# [Tutorial] How to Decrease Video Size without losing quality



## gizmo96 (May 22, 2013)

Hi Guys,This is a tutorial on how to decrease the Size of your video without losing much quality.This method will maintain the resolution of your video and decrease its size.The quality maybe reduced by a little percentage sometimes but most of the time it works great.You won't feel much difference after you compress the video using this method.

So the Video Compressing software that we're gonna use is "Free Video to flash Convertor".It basically converts your video to flash formats(.flv)You can download it here for free Free Video to Flash Converter: convert video to flv swf flash

The software is pretty simple to use.You just need to set the Video settings and you're good to go.Explaining the working of this software via writing is a bit difficult.I would suggest you to watch the video below.Do let me know if the method helped you and you can ask any question regarding it to me too.Thank You!


----------



## pratyush997 (May 22, 2013)

Using x264 codec with virtual dub is better


----------



## Zangetsu (May 22, 2013)

Rmvb compresses even more


----------



## digit.sh (May 22, 2013)

Zangetsu said:


> Rmvb compresses even more



Nothing beats ffmpeg


----------



## whitestar_999 (May 23, 2013)

first of all there is no such thing as decreasing video size without reducing quality.second only those who consider themselves masters/experts of encoding using h264(those who understands what every technical option means like crf & can apply various filters) & using a very high quality source like original blu-ray(not some re-encoded/compressed rip) can achieve size reduction without much quality reduction & even that is only true for screen size less than 50".on a 50" or bigger screen size only an original blu-ray will look best.


----------



## GhorMaanas (May 24, 2013)

whitestar_999 said:


> first of all there is no such thing as decreasing video size without reducing quality.second only those who consider themselves masters/experts of encoding using h264(those who understands what every technical option means like crf & can apply various filters) & using a very high quality source like original blu-ray(not some re-encoded/compressed rip) can achieve size reduction without much quality reduction & even that is only true for screen size less than 50".*on a 50" or bigger screen size ONLY an original blu-ray will look best*.



correct!


----------



## abhidev (May 24, 2013)

the vp8 video compression format recently showcased by Google seems to provide greater compression


----------



## nancytrip (Aug 11, 2014)

This tutorial is relevant for the Windows version of Movavi Video Converter


----------



## beingGamer (Aug 14, 2014)

There will always be decrease in quality with decrease in storage size. you might be interested in some codec which can reduce the storage size, without affecting considerable amount of degrade in quality.

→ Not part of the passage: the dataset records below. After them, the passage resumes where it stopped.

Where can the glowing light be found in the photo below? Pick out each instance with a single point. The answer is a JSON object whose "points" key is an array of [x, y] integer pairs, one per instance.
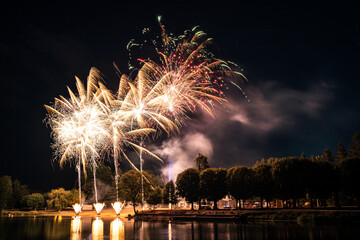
{"points": [[98, 207], [118, 206], [169, 231], [117, 230], [75, 232], [97, 229], [77, 208]]}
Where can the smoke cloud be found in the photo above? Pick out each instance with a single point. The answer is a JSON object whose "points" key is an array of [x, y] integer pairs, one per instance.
{"points": [[242, 132]]}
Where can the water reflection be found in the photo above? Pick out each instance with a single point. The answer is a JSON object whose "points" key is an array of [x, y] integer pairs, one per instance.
{"points": [[75, 228], [115, 228], [97, 229], [169, 231]]}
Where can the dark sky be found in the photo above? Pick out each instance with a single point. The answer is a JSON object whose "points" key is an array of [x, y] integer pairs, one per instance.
{"points": [[302, 62]]}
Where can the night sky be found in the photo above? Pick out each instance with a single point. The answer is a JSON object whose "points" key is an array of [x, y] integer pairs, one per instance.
{"points": [[302, 63]]}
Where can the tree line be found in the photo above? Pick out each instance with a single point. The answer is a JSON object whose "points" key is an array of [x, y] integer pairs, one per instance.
{"points": [[295, 181], [324, 180]]}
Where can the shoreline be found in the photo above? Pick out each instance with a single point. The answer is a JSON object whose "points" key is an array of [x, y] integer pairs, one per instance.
{"points": [[242, 216], [258, 215]]}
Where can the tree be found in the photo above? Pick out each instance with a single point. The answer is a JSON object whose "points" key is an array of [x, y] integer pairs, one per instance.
{"points": [[5, 192], [130, 187], [34, 201], [263, 183], [239, 182], [354, 150], [155, 197], [289, 178], [340, 152], [169, 195], [58, 198], [18, 192], [201, 162], [319, 179], [187, 185], [350, 176], [213, 184]]}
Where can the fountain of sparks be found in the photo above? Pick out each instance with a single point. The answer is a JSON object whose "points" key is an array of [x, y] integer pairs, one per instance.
{"points": [[117, 229], [118, 206], [97, 229], [169, 179], [98, 207], [77, 208], [75, 233], [159, 99]]}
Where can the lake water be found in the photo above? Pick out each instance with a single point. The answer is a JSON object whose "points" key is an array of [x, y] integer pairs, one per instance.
{"points": [[102, 228]]}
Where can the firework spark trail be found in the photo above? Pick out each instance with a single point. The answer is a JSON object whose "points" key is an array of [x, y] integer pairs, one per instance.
{"points": [[78, 126], [188, 76], [160, 99]]}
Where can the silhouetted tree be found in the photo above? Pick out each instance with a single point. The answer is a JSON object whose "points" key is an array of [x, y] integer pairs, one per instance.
{"points": [[187, 185], [130, 187], [58, 199], [239, 181], [319, 179], [169, 195], [34, 201], [263, 183], [5, 192], [288, 174], [354, 150], [18, 192], [350, 175], [155, 196], [213, 184]]}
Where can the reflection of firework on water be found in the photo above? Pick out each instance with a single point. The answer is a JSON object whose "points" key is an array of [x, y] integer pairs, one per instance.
{"points": [[187, 77], [78, 125]]}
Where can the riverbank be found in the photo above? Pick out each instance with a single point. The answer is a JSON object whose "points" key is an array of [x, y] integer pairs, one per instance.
{"points": [[105, 213], [298, 215], [253, 215]]}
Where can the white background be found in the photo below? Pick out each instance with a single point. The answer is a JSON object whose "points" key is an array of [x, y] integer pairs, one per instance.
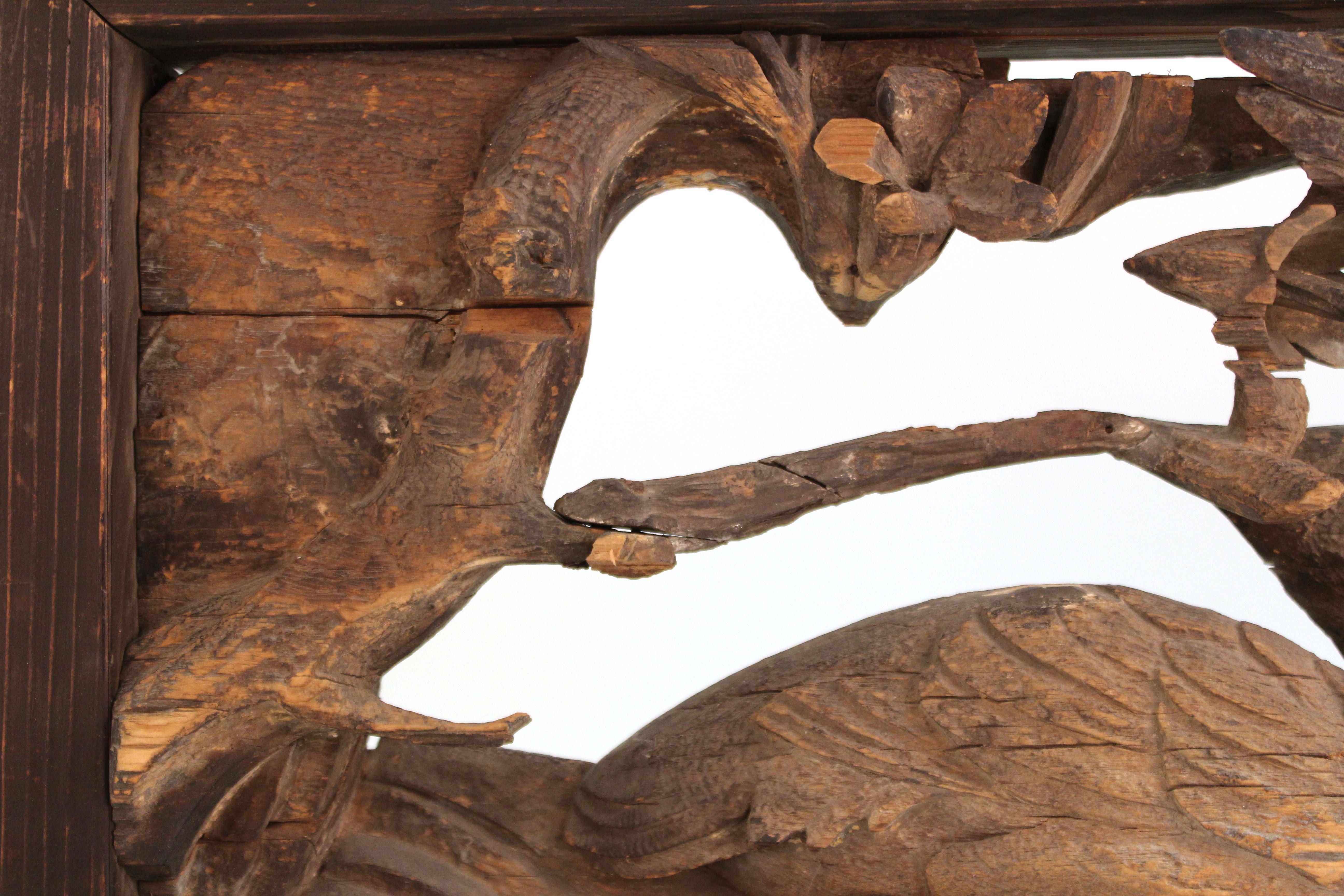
{"points": [[711, 348]]}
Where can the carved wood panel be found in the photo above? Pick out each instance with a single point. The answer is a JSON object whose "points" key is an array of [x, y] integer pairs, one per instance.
{"points": [[366, 280]]}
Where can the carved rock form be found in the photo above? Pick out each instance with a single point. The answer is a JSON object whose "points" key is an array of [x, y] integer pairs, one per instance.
{"points": [[1038, 741]]}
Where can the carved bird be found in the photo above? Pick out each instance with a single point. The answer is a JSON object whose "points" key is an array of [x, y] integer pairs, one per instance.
{"points": [[1039, 741]]}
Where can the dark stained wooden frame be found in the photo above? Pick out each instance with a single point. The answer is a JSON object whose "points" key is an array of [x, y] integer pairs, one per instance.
{"points": [[69, 111]]}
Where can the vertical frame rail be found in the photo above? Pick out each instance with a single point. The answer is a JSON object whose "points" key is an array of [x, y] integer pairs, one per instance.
{"points": [[69, 151]]}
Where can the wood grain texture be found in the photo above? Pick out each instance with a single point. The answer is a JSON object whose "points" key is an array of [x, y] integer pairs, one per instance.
{"points": [[749, 499], [441, 821], [1060, 739], [68, 289], [342, 592], [315, 185], [367, 327], [319, 183], [177, 29]]}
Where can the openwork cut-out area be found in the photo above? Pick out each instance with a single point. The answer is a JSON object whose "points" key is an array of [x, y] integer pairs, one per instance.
{"points": [[367, 283]]}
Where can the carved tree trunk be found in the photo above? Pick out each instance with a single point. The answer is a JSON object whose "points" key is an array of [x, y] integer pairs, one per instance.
{"points": [[366, 287]]}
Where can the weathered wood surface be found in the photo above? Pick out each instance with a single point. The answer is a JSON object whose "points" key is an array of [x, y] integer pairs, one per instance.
{"points": [[283, 185], [247, 671], [1061, 739], [417, 183], [441, 821], [68, 202], [1064, 29], [330, 475], [749, 499]]}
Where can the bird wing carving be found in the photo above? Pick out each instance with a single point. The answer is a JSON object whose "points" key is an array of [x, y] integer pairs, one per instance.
{"points": [[983, 715]]}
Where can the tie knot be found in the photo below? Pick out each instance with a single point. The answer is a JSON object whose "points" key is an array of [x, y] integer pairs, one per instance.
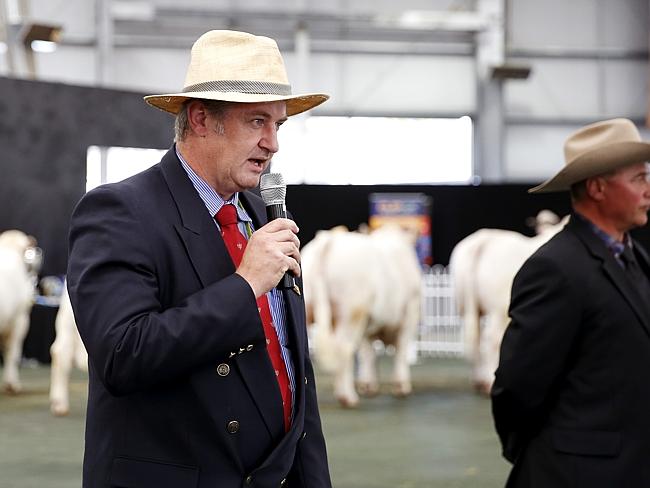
{"points": [[227, 215]]}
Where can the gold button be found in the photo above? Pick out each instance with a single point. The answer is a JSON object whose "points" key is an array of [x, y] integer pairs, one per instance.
{"points": [[232, 427], [223, 369]]}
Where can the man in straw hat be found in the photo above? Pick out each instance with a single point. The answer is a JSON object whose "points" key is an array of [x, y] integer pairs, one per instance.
{"points": [[199, 368], [572, 390]]}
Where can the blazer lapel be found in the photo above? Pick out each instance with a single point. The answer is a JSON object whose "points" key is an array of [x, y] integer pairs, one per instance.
{"points": [[614, 272], [197, 230]]}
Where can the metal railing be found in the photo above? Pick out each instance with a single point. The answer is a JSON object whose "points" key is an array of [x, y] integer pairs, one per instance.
{"points": [[440, 330]]}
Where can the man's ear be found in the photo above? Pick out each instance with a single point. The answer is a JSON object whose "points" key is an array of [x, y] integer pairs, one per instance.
{"points": [[595, 187], [197, 116]]}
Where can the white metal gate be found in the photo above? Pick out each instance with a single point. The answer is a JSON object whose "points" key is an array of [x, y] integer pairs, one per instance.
{"points": [[440, 330]]}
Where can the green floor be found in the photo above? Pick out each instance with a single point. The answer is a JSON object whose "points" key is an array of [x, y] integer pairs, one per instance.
{"points": [[441, 436]]}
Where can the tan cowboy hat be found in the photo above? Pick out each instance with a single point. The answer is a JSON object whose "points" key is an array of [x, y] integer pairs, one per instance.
{"points": [[236, 67], [597, 149]]}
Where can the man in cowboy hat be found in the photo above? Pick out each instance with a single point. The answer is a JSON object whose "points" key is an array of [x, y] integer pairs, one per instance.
{"points": [[199, 368], [572, 390]]}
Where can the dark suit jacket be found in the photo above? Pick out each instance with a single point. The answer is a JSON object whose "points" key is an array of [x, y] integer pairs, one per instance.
{"points": [[182, 392], [571, 400]]}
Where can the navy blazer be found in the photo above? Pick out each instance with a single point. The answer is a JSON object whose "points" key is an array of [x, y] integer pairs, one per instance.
{"points": [[572, 391], [182, 391]]}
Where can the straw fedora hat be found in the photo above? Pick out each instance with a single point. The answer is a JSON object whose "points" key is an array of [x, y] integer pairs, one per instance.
{"points": [[236, 67], [597, 149]]}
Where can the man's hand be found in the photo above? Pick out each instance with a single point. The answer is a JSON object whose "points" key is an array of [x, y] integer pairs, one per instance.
{"points": [[271, 251]]}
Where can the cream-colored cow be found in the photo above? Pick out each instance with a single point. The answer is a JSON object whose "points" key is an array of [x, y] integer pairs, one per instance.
{"points": [[360, 288], [483, 266], [16, 300], [67, 351]]}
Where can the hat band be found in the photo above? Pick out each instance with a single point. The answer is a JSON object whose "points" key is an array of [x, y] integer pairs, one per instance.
{"points": [[241, 86]]}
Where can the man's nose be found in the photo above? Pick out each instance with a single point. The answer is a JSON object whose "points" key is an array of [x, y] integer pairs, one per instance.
{"points": [[269, 140]]}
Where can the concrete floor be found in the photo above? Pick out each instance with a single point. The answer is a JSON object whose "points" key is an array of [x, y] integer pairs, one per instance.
{"points": [[441, 436]]}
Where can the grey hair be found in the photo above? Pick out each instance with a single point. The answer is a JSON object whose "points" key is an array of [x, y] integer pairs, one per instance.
{"points": [[216, 108]]}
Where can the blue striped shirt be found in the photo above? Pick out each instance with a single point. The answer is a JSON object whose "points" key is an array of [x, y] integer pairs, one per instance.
{"points": [[614, 246], [213, 202]]}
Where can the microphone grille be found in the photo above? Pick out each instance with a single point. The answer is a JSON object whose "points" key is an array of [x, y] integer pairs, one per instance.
{"points": [[273, 189]]}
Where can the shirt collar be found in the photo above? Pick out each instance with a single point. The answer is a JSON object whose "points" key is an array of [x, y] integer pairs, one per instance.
{"points": [[614, 246], [211, 199]]}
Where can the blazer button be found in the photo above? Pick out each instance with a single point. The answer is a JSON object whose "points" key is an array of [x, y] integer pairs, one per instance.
{"points": [[233, 427]]}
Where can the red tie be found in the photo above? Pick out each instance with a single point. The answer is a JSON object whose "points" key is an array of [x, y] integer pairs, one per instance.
{"points": [[236, 243]]}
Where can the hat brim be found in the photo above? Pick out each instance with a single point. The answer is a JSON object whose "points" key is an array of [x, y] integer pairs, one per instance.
{"points": [[296, 104], [596, 162]]}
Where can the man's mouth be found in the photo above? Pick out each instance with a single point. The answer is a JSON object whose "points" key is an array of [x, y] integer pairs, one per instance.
{"points": [[260, 163]]}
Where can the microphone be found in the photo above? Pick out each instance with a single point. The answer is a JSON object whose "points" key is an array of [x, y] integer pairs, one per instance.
{"points": [[274, 192]]}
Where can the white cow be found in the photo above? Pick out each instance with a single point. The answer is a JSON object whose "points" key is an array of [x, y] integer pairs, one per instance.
{"points": [[359, 288], [483, 266], [66, 350], [16, 300]]}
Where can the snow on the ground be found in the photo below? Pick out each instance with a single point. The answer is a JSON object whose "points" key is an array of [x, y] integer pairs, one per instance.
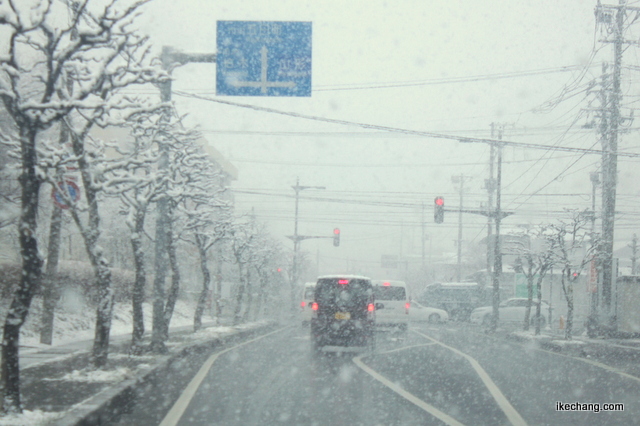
{"points": [[75, 321], [102, 376], [530, 335], [32, 418], [568, 342]]}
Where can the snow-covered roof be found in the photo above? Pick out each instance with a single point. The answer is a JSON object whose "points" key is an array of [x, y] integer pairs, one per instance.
{"points": [[346, 277]]}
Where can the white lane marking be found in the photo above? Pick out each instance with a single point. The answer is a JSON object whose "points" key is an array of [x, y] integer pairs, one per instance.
{"points": [[514, 417], [406, 347], [447, 419], [587, 361], [173, 416]]}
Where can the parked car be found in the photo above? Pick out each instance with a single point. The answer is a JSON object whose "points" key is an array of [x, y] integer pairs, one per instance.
{"points": [[420, 313], [343, 313], [393, 303], [305, 305], [510, 311]]}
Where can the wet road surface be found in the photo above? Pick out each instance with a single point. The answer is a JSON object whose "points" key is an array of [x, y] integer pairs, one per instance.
{"points": [[448, 374]]}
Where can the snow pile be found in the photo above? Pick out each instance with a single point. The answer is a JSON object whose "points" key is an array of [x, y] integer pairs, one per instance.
{"points": [[32, 418], [75, 321], [96, 376]]}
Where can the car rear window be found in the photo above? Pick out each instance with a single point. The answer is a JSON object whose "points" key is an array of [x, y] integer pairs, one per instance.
{"points": [[330, 294], [389, 293]]}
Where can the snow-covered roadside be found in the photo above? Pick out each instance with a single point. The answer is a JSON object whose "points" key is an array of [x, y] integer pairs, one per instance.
{"points": [[75, 321]]}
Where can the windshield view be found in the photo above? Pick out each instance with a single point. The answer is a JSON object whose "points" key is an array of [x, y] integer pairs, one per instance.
{"points": [[319, 212]]}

try h264, with a video converter with more number of passes if the application provides.
you can refer virtualdub


----------



## srkmish (Aug 14, 2014)

Who needs video size reduction nowadays when 1 tb are available for 3500?


----------



## Flash (Aug 14, 2014)

srkmish said:


> Who needs video size reduction nowadays when 1 tb are available for 3500?


Those who want to watch movies in mobiles? oO


----------



## Nerevarine (Aug 15, 2014)

or who want to upload to youtube ?


----------



## ithehappy (Aug 15, 2014)

I guess he never recorded any gameplay videos at full size with Fraps!

Two ways work for me, use Handbrake with High quality and keep the RF at 21, pretty decent quality (less quality loss) at nice size, or, use Format Factory, choose Medium quality but retain the video resolution.


----------



## RBX (Nov 8, 2014)

Handbrake works best if you need wide compatibility. Otherwise x264 with 10-bit encoding (In general, incompatible with PS/Xbox, Cellphones, DVD players) gives very good results.


----------